Now, on the other hand, you see that not only has this spurred other people to compete in this area, there’s also an internal diffusion rule in that the original founding team, most of them have left to start other companies, right? So Anthropic, Thinking Machines Lab and others are all funded by former OpenAI founders or early employees.

Jennifer: Yeah, I agree with that.  I think that the interesting thing is that the advantage often for the vertical plays is inherently in the AI itself.  And in terms of specialized knowledge, specialized data, all the things that you had mentioned. And a lot of times in the horizontal world, when you’ve got the advantage it comes at least partially in the go to market, which may or may not have an AI component. And it is a distribution advantage which often plays a bigger role in horizontal plays or it can? And so it ends up being, it might be a better opportunity in terms of larger TAM, but it might not be the AI that’s actually driving the winning formula for that type of horizontal play.

Silicon Valley Advantage

Xuhui: So this is the magic of Silicon Valley in that people move around and then, it creates competing solutions and in the end that really pushes the acceleration of any innovation. Now, coming back as an investor, I often prefer vertical AI because for startups, it’s more focused. It’s easy to demonstrate the value and easy to adopt. And then for the last 12 months, there has emerged a more important factor. The development costs were dropping. We’re seeing one person team, two person team, are able to create end-to-end AI applications that offer a lot of value to their customers. So the value of apps are increasing while the development costs are decreasing or dropping significantly. So logically, this trend or these two trends in combination start to favor more customized vertical solutions as opposed to one size fit all. Because you can afford it and it can show tremendous value! So for these reasons, we’re still very bullish and more bullish about vertical applications. We think this would be a huge replacement cycle of the SaaS technology wave where all the SaaS companies become AI companies or all the SaaS user cases become AI user cases rather.

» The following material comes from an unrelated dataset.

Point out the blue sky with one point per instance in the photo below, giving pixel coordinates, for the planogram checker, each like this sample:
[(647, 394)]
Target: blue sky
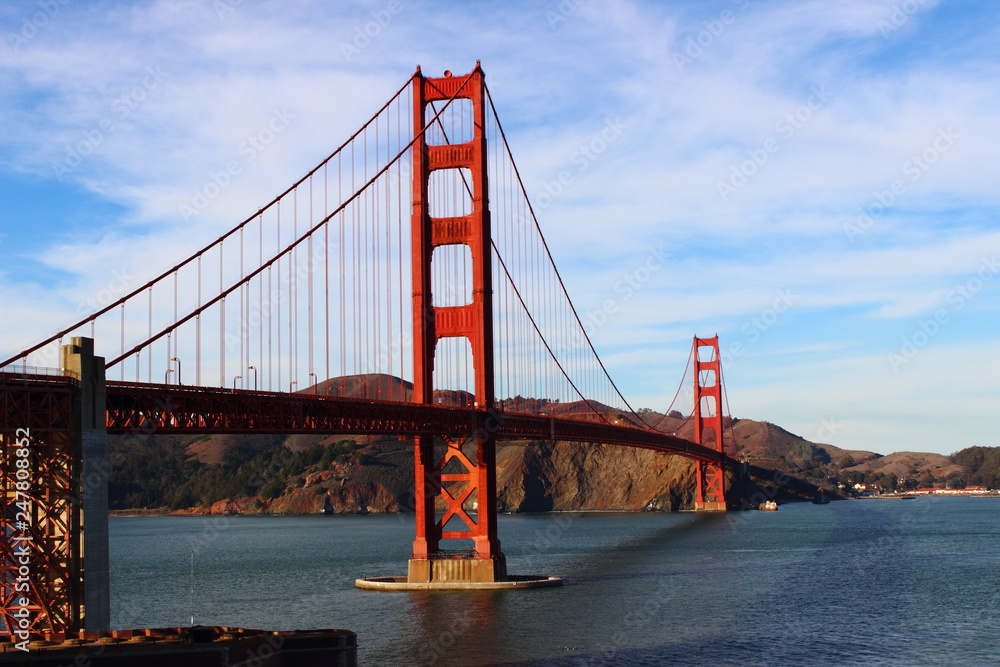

I feel I’m also transplanted to Silicon Valley and slightly earlier than Pemo, in 2010. But I think everybody feels they are transplanted here. There are very few natives here, right?  That’s the magic of Silicon Valley in that it’s enduring ability to absorb changes, to sustain changes, and to promote changes, right? So to me, it’s hard to say whether the recent changes are good or bad or even harder to weigh the so-called good against the so-called bad, right? So I think the resilience of Silicon Valley has been demonstrated over and over again from every wave of innovation from web 1.0 to 2.0, to mobile web, to AI 1.0 2.0, to now generative AI, and then beyond.  So I think it’s really demonstrated as such a deep, rich ecosystem of research universities, big tech companies, vibrant startup ecosystems, and the VCs all working together!  So I’m really excited!  There’s no coincidence that the AI revolution started here and will continue to balloon in Silicon Valley.  Because all the talent, all the Capital, and all the right kind of setup is densely packed in, in this small piece of land.

Jennifer: Well, I come from a different perspective in the sense that Illuminate is based in the Bay Area, although I personally live in the Seattle area. And I guess what I would observe, with one foot in multiple camps, is that with the rise of AI, it is the perception of Silicon Valley that Venture Capital has risen positively because of the level of innovation. I think it’s reached public knowledge in a way that technology coming out of Venture Capital in general just never has before.  And it’s received positively. I mean, people love it! And I know there’s questions and all of that? So I feel like this is a situation where all boats are rising on the wave of AI, not just Silicon Valley, but including Silicon Valley.